E. coli RNase I exhibits a strong Ca(2+)-dependent inherent double-stranded RNase activity

Since its initial characterization, Escherichia coli RNase I has been described as a single-strand specific RNA endonuclease that cleaves its substrate in a largely sequence independent manner. Here, we describe a strong calcium (Ca(2+))-dependent activity of RNase I on double-stranded RNA (dsRNA), and a Ca(2+)-dependent novel hybridase activity, digesting the RNA strand in a DNA:RNA hybrid.
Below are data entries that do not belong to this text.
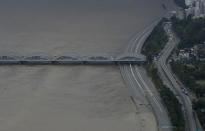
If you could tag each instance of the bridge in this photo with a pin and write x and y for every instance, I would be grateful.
(39, 59)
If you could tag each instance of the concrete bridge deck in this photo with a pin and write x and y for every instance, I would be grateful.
(71, 59)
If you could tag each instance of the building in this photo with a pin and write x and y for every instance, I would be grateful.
(200, 49)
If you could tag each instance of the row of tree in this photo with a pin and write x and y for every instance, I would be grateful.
(190, 31)
(155, 42)
(153, 46)
(174, 108)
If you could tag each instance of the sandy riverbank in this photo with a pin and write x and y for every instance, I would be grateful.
(72, 98)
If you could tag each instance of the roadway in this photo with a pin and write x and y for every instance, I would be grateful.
(142, 88)
(171, 81)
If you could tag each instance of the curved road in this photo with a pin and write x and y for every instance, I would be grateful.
(167, 74)
(141, 87)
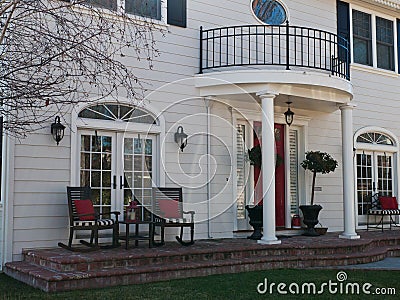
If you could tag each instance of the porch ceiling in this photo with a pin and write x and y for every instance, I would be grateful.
(315, 91)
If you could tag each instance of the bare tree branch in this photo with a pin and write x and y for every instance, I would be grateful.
(56, 54)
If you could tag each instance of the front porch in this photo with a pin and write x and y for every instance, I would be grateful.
(59, 270)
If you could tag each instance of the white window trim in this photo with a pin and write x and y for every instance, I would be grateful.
(374, 14)
(300, 123)
(162, 23)
(382, 148)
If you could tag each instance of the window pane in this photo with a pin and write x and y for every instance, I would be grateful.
(385, 43)
(361, 51)
(110, 4)
(144, 8)
(362, 38)
(384, 30)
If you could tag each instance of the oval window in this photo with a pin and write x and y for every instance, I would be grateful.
(270, 12)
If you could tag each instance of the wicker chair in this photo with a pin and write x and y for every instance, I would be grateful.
(168, 212)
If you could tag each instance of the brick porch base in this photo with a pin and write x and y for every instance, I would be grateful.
(59, 270)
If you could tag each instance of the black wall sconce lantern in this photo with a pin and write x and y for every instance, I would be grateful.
(289, 114)
(181, 138)
(57, 130)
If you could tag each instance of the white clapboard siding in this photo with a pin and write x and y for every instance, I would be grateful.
(42, 169)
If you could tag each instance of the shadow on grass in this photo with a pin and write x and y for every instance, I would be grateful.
(227, 286)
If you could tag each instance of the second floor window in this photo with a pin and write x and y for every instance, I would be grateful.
(144, 8)
(384, 44)
(373, 40)
(362, 38)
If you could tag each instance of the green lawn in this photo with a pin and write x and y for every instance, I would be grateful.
(231, 286)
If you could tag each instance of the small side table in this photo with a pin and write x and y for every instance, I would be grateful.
(137, 237)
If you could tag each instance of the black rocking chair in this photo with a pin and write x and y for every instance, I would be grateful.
(82, 216)
(168, 212)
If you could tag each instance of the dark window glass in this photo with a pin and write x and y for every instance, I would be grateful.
(269, 11)
(385, 43)
(362, 38)
(109, 4)
(144, 8)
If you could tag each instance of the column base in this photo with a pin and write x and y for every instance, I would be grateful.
(352, 236)
(273, 241)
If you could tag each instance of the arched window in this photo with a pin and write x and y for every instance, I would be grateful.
(375, 138)
(376, 166)
(118, 112)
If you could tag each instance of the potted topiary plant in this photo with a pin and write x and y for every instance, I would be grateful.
(316, 162)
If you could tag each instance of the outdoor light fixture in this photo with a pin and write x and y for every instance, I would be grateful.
(289, 114)
(181, 138)
(57, 130)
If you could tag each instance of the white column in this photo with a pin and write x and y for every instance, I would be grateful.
(268, 168)
(348, 173)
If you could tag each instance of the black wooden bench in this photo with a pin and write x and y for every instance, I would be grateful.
(381, 207)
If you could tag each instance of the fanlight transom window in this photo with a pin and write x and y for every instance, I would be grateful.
(375, 138)
(118, 112)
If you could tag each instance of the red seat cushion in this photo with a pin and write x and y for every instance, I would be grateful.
(85, 207)
(169, 209)
(388, 202)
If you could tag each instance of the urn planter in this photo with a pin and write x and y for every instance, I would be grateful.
(310, 218)
(255, 215)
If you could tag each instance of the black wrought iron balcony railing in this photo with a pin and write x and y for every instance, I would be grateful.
(277, 45)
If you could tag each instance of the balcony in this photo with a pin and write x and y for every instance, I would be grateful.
(279, 45)
(307, 63)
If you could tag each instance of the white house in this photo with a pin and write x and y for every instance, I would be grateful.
(226, 72)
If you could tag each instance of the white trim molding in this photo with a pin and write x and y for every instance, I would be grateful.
(391, 3)
(79, 123)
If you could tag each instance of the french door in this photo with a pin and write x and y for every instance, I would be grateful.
(118, 167)
(374, 175)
Surprisingly, Ca(2+) does not affect the activity of RNase I on single stranded RNA (ssRNA), suggesting a specific role for Ca(2+) in the modulation of RNase I activity. Mutation of a previously overlooked Ca(2+) binding site on RNase I resulted in a gain-of-function enzyme that is highly active on dsRNA and could no longer be stimulated by the metal. In summary, our data imply that native RNase I contains a bound Ca(2+), allowing it to target both single- and double-stranded RNAs, thus having a broader substrate specificity than originally proposed for this traditional enzyme. In addition, the finding that the dsRNase activity, and not the ssRNase activity, is associated with the Ca(2+)-dependency of RNase I may be useful as a tool in applied molecular biology.